Wenn eine Ursachen für Verletzungen auf Schulhöfen in der Laufgeschwindigkeit der Schülerinnen und Schüler durch zielloses Herumrennen liegt, dann drängt sich die Geländemodellierung sichtlich auf. Sie ermöglicht die Gliederung in Erlebnisräume. Es entstehen kleine Nischen in denen sich die Schüler wohl fühlen können. Ganz besonders wichtig sind Hügel, die einen Überblick über das Geschehen und vielfältige Spiel- und Bewegungsmöglichkeiten ermöglichen.

IV. Eine Raumgliederung in Erlebnis- und Bewegungsräume hilft Unfälle zu vermeiden

Pädagogisch sinnvolle Planungskonzepte für Kinder und Jugendliche weisen eine adressatenorientierte Raumgliederung auf, ein, die sich an altersunabhängigen Nutzungsbedürfnissen aller Beteiligten orientiert (siehe nächster Punkt).

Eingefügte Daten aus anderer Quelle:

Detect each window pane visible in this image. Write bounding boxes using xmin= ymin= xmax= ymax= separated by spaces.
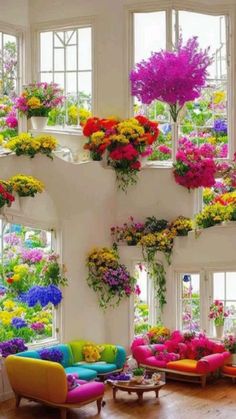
xmin=66 ymin=46 xmax=77 ymax=71
xmin=134 ymin=12 xmax=166 ymax=63
xmin=40 ymin=32 xmax=52 ymax=71
xmin=78 ymin=28 xmax=92 ymax=70
xmin=213 ymin=272 xmax=225 ymax=300
xmin=54 ymin=48 xmax=65 ymax=71
xmin=226 ymin=272 xmax=236 ymax=300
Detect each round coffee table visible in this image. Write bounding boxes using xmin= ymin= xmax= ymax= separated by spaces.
xmin=107 ymin=380 xmax=165 ymax=401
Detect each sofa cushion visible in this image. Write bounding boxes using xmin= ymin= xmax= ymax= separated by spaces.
xmin=221 ymin=365 xmax=236 ymax=377
xmin=166 ymin=359 xmax=197 ymax=373
xmin=77 ymin=362 xmax=117 ymax=374
xmin=65 ymin=365 xmax=97 ymax=381
xmin=100 ymin=344 xmax=117 ymax=364
xmin=66 ymin=382 xmax=105 ymax=403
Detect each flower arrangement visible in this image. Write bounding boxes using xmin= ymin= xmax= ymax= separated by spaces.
xmin=15 ymin=82 xmax=64 ymax=118
xmin=224 ymin=335 xmax=236 ymax=354
xmin=87 ymin=247 xmax=136 ymax=309
xmin=130 ymin=37 xmax=211 ymax=122
xmin=209 ymin=300 xmax=229 ymax=326
xmin=83 ymin=115 xmax=159 ymax=191
xmin=0 ymin=338 xmax=28 ymax=358
xmin=9 ymin=174 xmax=44 ymax=197
xmin=146 ymin=326 xmax=170 ymax=344
xmin=38 ymin=348 xmax=63 ymax=364
xmin=0 ymin=185 xmax=15 ymax=208
xmin=173 ymin=138 xmax=217 ymax=190
xmin=4 ymin=132 xmax=57 ymax=159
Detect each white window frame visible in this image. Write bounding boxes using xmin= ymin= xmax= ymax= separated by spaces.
xmin=174 ymin=262 xmax=236 ymax=338
xmin=0 ymin=215 xmax=64 ymax=349
xmin=31 ymin=17 xmax=97 ymax=132
xmin=126 ymin=0 xmax=236 ymax=162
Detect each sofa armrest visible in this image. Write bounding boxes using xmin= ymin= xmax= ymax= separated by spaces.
xmin=197 ymin=352 xmax=230 ymax=374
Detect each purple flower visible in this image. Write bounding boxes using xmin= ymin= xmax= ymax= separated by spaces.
xmin=130 ymin=37 xmax=211 ymax=113
xmin=0 ymin=338 xmax=28 ymax=358
xmin=38 ymin=348 xmax=63 ymax=363
xmin=11 ymin=317 xmax=27 ymax=329
xmin=21 ymin=248 xmax=43 ymax=263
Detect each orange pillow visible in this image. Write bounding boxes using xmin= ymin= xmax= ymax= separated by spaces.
xmin=166 ymin=359 xmax=197 ymax=373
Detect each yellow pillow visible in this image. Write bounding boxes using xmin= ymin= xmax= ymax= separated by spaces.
xmin=82 ymin=344 xmax=104 ymax=362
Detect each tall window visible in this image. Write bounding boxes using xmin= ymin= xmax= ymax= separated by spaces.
xmin=0 ymin=32 xmax=19 ymax=138
xmin=134 ymin=263 xmax=158 ymax=335
xmin=0 ymin=219 xmax=59 ymax=343
xmin=39 ymin=27 xmax=92 ymax=126
xmin=177 ymin=270 xmax=236 ymax=336
xmin=133 ymin=10 xmax=229 ymax=160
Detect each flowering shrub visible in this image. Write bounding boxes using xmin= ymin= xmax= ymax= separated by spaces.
xmin=0 ymin=338 xmax=28 ymax=358
xmin=130 ymin=37 xmax=211 ymax=121
xmin=15 ymin=82 xmax=64 ymax=118
xmin=83 ymin=115 xmax=159 ymax=190
xmin=0 ymin=182 xmax=15 ymax=208
xmin=38 ymin=348 xmax=63 ymax=364
xmin=173 ymin=138 xmax=217 ymax=190
xmin=4 ymin=133 xmax=57 ymax=158
xmin=209 ymin=300 xmax=229 ymax=326
xmin=87 ymin=247 xmax=136 ymax=309
xmin=224 ymin=335 xmax=236 ymax=354
xmin=0 ymin=224 xmax=67 ymax=342
xmin=9 ymin=175 xmax=44 ymax=197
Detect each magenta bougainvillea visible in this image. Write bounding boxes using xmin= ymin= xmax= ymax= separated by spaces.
xmin=130 ymin=37 xmax=211 ymax=121
xmin=173 ymin=138 xmax=217 ymax=189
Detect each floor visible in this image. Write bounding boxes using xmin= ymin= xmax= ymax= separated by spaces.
xmin=0 ymin=379 xmax=236 ymax=419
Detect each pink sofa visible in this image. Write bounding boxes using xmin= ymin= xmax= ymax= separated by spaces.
xmin=131 ymin=331 xmax=230 ymax=387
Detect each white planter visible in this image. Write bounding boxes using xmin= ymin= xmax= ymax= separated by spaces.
xmin=30 ymin=116 xmax=48 ymax=130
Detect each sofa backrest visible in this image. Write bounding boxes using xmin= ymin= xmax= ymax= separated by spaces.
xmin=5 ymin=355 xmax=67 ymax=403
xmin=17 ymin=344 xmax=74 ymax=368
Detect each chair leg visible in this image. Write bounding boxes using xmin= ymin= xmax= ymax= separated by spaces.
xmin=97 ymin=397 xmax=102 ymax=414
xmin=60 ymin=407 xmax=67 ymax=419
xmin=15 ymin=393 xmax=21 ymax=408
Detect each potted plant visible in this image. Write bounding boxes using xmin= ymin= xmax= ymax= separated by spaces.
xmin=133 ymin=368 xmax=144 ymax=384
xmin=15 ymin=82 xmax=64 ymax=130
xmin=224 ymin=335 xmax=236 ymax=366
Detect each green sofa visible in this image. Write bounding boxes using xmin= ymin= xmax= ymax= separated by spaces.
xmin=17 ymin=340 xmax=126 ymax=381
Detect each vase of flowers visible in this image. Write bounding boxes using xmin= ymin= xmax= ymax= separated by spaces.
xmin=209 ymin=300 xmax=229 ymax=339
xmin=15 ymin=82 xmax=64 ymax=130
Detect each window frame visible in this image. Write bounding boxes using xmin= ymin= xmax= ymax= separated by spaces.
xmin=126 ymin=0 xmax=236 ymax=163
xmin=0 ymin=214 xmax=64 ymax=349
xmin=174 ymin=262 xmax=236 ymax=339
xmin=31 ymin=16 xmax=97 ymax=133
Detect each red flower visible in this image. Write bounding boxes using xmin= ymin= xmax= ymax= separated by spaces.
xmin=130 ymin=161 xmax=141 ymax=170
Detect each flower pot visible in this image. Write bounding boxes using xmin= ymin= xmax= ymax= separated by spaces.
xmin=215 ymin=324 xmax=224 ymax=339
xmin=30 ymin=116 xmax=48 ymax=130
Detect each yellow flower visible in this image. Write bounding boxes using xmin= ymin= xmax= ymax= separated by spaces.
xmin=27 ymin=96 xmax=43 ymax=109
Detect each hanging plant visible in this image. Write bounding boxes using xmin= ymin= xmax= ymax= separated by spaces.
xmin=87 ymin=247 xmax=139 ymax=309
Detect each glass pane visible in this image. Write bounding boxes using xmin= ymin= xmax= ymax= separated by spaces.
xmin=54 ymin=73 xmax=65 ymax=89
xmin=66 ymin=46 xmax=76 ymax=71
xmin=54 ymin=32 xmax=65 ymax=47
xmin=78 ymin=28 xmax=92 ymax=70
xmin=226 ymin=272 xmax=236 ymax=300
xmin=78 ymin=71 xmax=92 ymax=97
xmin=134 ymin=12 xmax=166 ymax=63
xmin=66 ymin=73 xmax=77 ymax=94
xmin=54 ymin=48 xmax=65 ymax=71
xmin=40 ymin=73 xmax=53 ymax=83
xmin=40 ymin=32 xmax=52 ymax=71
xmin=213 ymin=272 xmax=225 ymax=300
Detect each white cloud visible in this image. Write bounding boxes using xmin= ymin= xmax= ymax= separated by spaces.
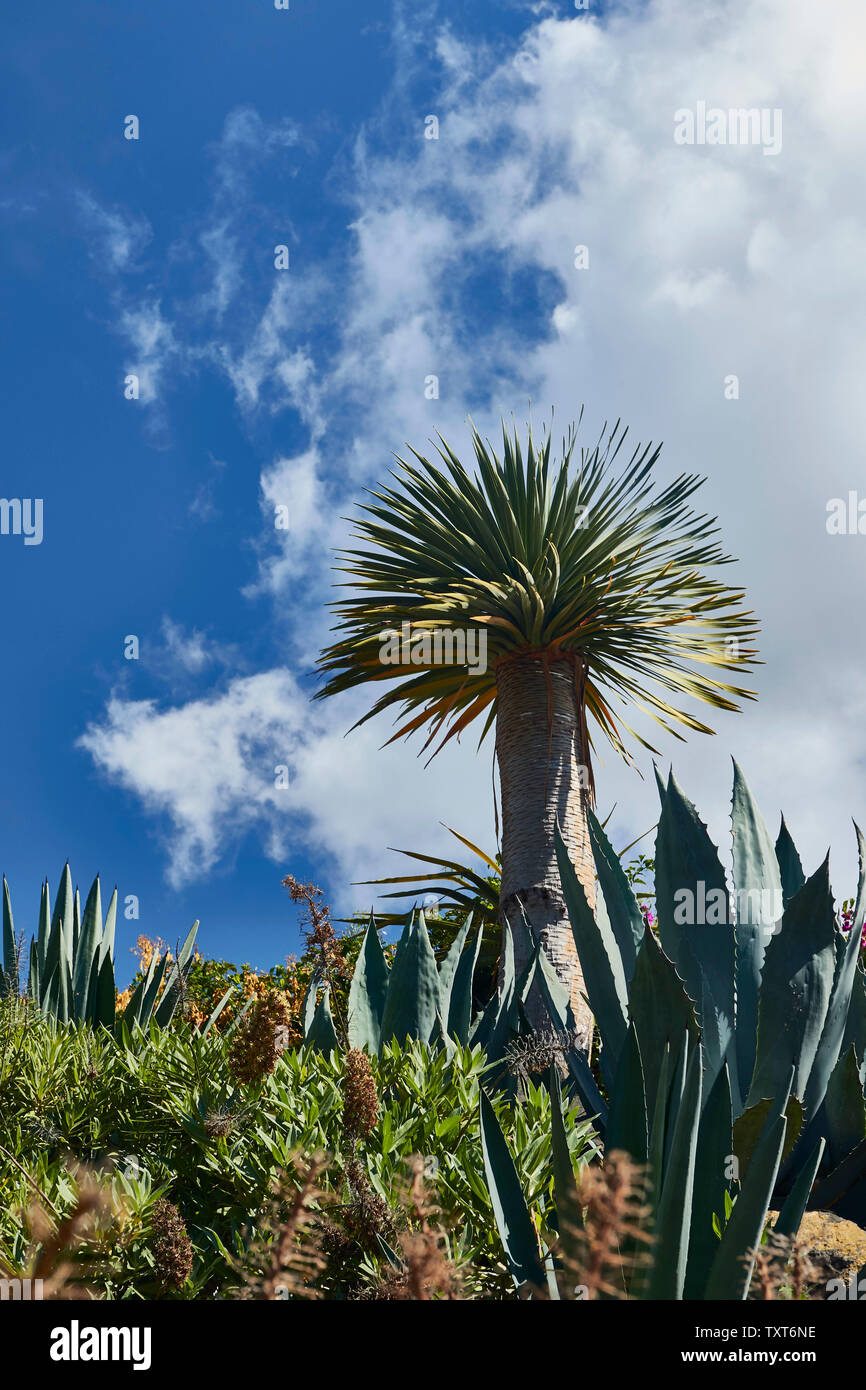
xmin=81 ymin=0 xmax=866 ymax=887
xmin=120 ymin=300 xmax=182 ymax=404
xmin=79 ymin=671 xmax=497 ymax=889
xmin=76 ymin=190 xmax=153 ymax=271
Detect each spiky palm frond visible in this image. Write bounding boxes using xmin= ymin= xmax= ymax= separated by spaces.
xmin=317 ymin=421 xmax=758 ymax=758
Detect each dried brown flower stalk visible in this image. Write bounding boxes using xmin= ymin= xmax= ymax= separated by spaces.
xmin=1 ymin=1177 xmax=108 ymax=1300
xmin=235 ymin=1154 xmax=329 ymax=1300
xmin=282 ymin=874 xmax=348 ymax=984
xmin=342 ymin=1047 xmax=379 ymax=1144
xmin=391 ymin=1156 xmax=460 ymax=1301
xmin=228 ymin=990 xmax=292 ymax=1086
xmin=150 ymin=1197 xmax=192 ymax=1289
xmin=564 ymin=1151 xmax=652 ymax=1298
xmin=742 ymin=1232 xmax=820 ymax=1302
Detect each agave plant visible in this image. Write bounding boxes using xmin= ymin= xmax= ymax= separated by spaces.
xmin=481 ymin=765 xmax=866 ymax=1300
xmin=317 ymin=411 xmax=756 ymax=1045
xmin=0 ymin=862 xmax=207 ymax=1029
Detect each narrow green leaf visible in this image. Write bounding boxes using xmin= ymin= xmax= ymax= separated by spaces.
xmin=480 ymin=1090 xmax=545 ymax=1289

V. Das Schulgelände wird zum Ort für

Vielfältige Spiel und Bewegungserlebnisse

Hierzu gehören unter anderem: Hügel und Täler, Klettersteine und –mauer, Kletterbäume und –geräte, Balancierstämme, Kriechtunnel, Kleinspielfeld, Schaukeln und Wippen, Schwingseil, Hüpfpalisaden, Torwand, Rutsche
Ein naturnah bepflanztes und gut modelliertes Gelände bietet unglaublich viele Anreize für Spiel und Bewegung. Man kann Hügel rauf- und runterlaufen und hierzu alle möglichen Rollenspiele erfinden- vom Verstecken hinter der Trockenmauer bis hin zur Erorberung der feindlichen Burg. Man kann über Felsen oder Mauern klettern. Ein umgelegter Baumstamm lädt ein zum Balancieren.

Ruhe und Kommunikation

Ruhepunkte sollten auch im Gelände an ruhigen Stellen liegen. Nimmt man sie aus dem Geschehen heraus, indem man sie mit Hügeln umwallt, eintieft oder erhöht, entstehen auf natürliche Art Orte der Stille oder man unterbricht größere Flächen mit Ruheelementen, um so Hektik und Geschwindigkeit herauszunehmen.

Naturerlebnisse

Zu diesem Bereich passen unter anderem Elemente  natürliche Wege und Plätze, Hügel und Täler, natürliche Brücken und Stege, Wasser, Wildblumenbeete, Kleingehölze, Labyrinth aus Weiden, Nutzgarten, Feuerplatz, Backofen.

Kreativität

In den kreativen Gestaltungsbereich fallen unter anderem Elemente wie Sand und Kies, Steine, Holz, Pflanzen, Weidenruten, Kunstobjekte. Für diesen Bereich braucht es oft gar keine eigenen Plätze. Denn ein fantasievoll modelliertes Gelände mit vielen Rückzugs-, Bewegungs- und Spielmöglichkeiten ist die beste Basis für Kreativität. Die Pflanzen und die verwendeten naturnahen Baumaterialien bieten Stoff für allerhand Fantasiereisen.

Vl. Der beste Schulhof ist einer, der nie fertig wird

Das beste Außengelände ist eines das niemals fertig wird, eines, das sein Gesicht in einem lebendigen Prozess immer wieder verändert, eines, das so lebendig ist wie die Natur und die Kinder selbst. Auf einem solchen Gelände finden alle „Bewohner“ immer wieder auch „offenen Boden“ vor, freie Flächen, auf denen sie mit einer eigenen Idee kreativ und konstruktiv Wurzeln schlagen können. Um die Veränderbarkeit des Geländes zu gewährleisten müssen natürlich, wo möglich, Fixierungen aus Mörtel oder Beton vermieden werden.